My situation is rather unusual and strange, I think. I am looking for advice about moving to and living in Guatemala City at this rather late stage in my life.
I am a 56-year-old American male, still youthful, originally from the Twin Cities (Minneapolis/St. Paul, MN) but I have been living in Silver Spring, MD (Washington, DC metro area) since 1999. I have a stable, kind, amiable personality but I am not well-traveled outside the US except briefly as a tourist in Mazatlan, Mexico and Israel, those very long ago.
I have fallen deeply in love with Zaida, a wonderful Guatemalan woman half my age (27) who lives in Guatemala City, Zone 2.
Zaida and I met online on a reputable clean social website and then became friends on Facebook. We’ve known each other for over one-year, online, but know each other very well and we feel very comfortable and compatible with each other. She has invited me to come live with her and her mother. Zaida is a lawyer, as is her mother (Zaida's parents are divorced), and she owns her own modest but nice modern home in GT City.
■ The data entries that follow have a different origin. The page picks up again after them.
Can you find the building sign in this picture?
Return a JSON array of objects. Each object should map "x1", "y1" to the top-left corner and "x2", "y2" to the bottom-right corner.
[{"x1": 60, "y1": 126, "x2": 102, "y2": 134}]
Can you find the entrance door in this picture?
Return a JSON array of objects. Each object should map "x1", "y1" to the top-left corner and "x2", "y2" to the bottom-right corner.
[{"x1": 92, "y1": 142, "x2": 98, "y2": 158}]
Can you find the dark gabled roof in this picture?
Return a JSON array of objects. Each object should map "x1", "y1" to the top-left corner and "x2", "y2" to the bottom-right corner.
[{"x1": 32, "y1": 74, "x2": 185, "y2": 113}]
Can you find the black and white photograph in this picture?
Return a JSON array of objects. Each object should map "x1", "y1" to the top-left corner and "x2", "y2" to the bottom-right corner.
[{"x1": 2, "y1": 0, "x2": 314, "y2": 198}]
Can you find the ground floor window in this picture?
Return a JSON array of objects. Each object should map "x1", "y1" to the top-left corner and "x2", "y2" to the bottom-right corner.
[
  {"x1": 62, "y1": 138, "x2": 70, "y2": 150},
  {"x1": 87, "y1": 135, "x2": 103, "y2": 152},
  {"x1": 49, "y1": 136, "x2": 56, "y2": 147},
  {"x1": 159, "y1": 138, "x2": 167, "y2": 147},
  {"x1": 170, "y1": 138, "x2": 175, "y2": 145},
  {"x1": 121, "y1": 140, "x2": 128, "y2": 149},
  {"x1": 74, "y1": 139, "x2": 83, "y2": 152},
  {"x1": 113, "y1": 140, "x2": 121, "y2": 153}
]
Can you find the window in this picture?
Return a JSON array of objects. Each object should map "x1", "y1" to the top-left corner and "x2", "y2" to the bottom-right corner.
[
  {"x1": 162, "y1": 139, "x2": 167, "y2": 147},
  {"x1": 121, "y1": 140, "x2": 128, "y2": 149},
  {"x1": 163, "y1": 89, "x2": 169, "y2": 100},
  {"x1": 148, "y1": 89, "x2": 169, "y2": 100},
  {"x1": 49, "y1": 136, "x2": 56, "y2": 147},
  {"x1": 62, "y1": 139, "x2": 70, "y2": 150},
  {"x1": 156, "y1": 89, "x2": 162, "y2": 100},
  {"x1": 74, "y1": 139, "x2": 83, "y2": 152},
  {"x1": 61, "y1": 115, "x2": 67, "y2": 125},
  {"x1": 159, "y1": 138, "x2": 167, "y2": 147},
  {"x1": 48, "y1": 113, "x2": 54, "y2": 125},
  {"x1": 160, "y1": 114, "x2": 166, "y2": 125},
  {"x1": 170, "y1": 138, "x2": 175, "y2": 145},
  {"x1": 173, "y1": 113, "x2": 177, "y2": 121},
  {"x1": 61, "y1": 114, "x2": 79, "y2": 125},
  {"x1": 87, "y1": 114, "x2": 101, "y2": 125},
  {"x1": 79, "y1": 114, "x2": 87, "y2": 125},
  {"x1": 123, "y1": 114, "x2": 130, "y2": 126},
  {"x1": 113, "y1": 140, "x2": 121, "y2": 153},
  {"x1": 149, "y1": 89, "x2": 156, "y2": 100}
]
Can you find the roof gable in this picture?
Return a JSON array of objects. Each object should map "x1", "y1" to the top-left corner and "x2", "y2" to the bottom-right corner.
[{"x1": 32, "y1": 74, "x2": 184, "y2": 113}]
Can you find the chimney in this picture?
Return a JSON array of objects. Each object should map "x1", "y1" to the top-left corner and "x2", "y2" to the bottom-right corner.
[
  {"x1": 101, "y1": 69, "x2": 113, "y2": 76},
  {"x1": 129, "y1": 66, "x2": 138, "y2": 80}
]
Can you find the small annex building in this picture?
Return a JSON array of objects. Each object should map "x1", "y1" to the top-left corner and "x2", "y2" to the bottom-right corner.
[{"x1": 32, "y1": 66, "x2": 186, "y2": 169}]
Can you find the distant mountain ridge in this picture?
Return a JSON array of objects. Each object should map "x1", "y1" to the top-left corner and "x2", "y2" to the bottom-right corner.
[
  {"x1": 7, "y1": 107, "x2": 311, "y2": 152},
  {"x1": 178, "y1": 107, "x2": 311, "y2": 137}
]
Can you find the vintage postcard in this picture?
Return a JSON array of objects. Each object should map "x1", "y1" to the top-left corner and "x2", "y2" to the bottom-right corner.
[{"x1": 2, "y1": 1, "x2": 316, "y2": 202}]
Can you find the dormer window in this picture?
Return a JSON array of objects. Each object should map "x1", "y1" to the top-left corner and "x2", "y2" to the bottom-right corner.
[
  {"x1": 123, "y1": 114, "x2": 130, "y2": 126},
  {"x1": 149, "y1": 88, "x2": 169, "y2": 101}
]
Her verbal and written English is excellent. I don’t know hardly any Spanish save from what I remember from in grade school. I can read it pretty well though.
Zaida knows me very well and understands my dire situation here. She knows what I look like, doesn’t care about the wide age gap nor about our national and cultural differences. We nonetheless click very well together. I feel the same about her, that we're on the same levels despite differences. She knows that I likely could not find work in Guatemala City but I could possibly assist in her law work for anything done in English, like legal research or writing and editing. Zaida says she doesn't mind that I would stay at home while she works, though she often works from home too. She says it's "no hay problemo" even if she comes home after a hard day and sees me watching television or playing on the computer, that she understands I will help out around the house as best I can and be supportive in any way that I possibly can.
In September 2012, I lost my job as a library researcher/abstractor/indexer for a government educational database (ERIC). My employers wanted to keep me on staff—they praised my work—but they had to downsize due to budget cuts in a terrible and difficult economy. I am having great difficulty finding another job and am living on savings and the kindness of my sister and her husband who are keeping me financially afloat. I am worried and rather frightened that I don’t have much of a future in the United States. A friend of mine faced similar difficulties in Minneapolis and he moved to Bali.
Zaida is very sweet, smart, loving and compassionate, and I think she is sincere and genuine. She is not a user nor an abuser, nor an exploiter, and neither am I. She says she will take care of me and she says her sister, a doctor, could attend to my medical needs (hypertension, diabetes). She also has diabetes so knows how to eat healthy. I know Guatemala does not have universal health insurance coverage. I’m normally cynical and skeptical and very wary of people’s motives and intentions, but I truly believe Zaida is honest and sincere and won’t do anything to jeopardize or hurt me nor would I hurt nor take advantage of her. We genuinely love and care for each other. We are both romantic and especially lonely but we try to be realistic too. Zaida has a good life in GT, with a good job, and I can't ask her to move to the US where she's likely only find work as a maid at minimum wages. I won't allow her to be exploited here.
If I expatriated to Guatemala City, it would be the most riskiest, most extreme thing I have ever done in my entire life. I do understand that Guatemala is most beautiful but can be very dangerous in places. We both like to go out and explore but we’re homebodies too, so we probably wouldn’t go anywhere dangerous especially at night. I am a very gentle and sensitive person, but not rugged.
Ideally, Zaida and I need to first meet in person. We chat daily through Facebook and Yahoo Messenger and have Skype’d too. I need to go to Guatemala to see if I could adapt to it and cope with the culture shock, but due to present circumstances I cannot afford such a trip. She plans to come visit me soon.
How should I prepare for such a drastic move and life change, should I decide to do so? I have a current passport. Do I need a visa? What all do I need to know and do? What immunizations do I need?
She says she will take care of me and that I would not be a burden to her nor to the state. I believe that expats have to leave the country every six months while their visas get reviewed and renewed. Is this true?
All this sounds crazy, nutzoid—add in the bit about a gringo’s midlife crisis but so what if it is, ya only live once—but I would like the sage advice of all you experienced expats for what this rather naïve man who is seeking to make huge and positive changes in his life to do. This is why I joined this site, to get advice from all of you experienced expats, and to read your own stories.
I've read about the four stages of culture shock (elation/resistance/transformation/integration).
Friends are telling me I should face my considerable fears and insecurities and Just Go There.
Your thoughts? And advice?
Making such a huge life-change at my stage is frightening, but frankly, so is staying in the US in this economy, and despite our differences, All I'm doing is spinning my wheels and treading water in the US. I truly do care and love this woman whom I affectionately call my Guatemommie!
I realize my situation is beyond strange, and it is. Most people go to a country like GT as tourists, as students, to teach ESL and on business. As corny as this sounds, I'm going for love and a new life while I still can.
I would appreciate all advice and suggestions and support. Thank you.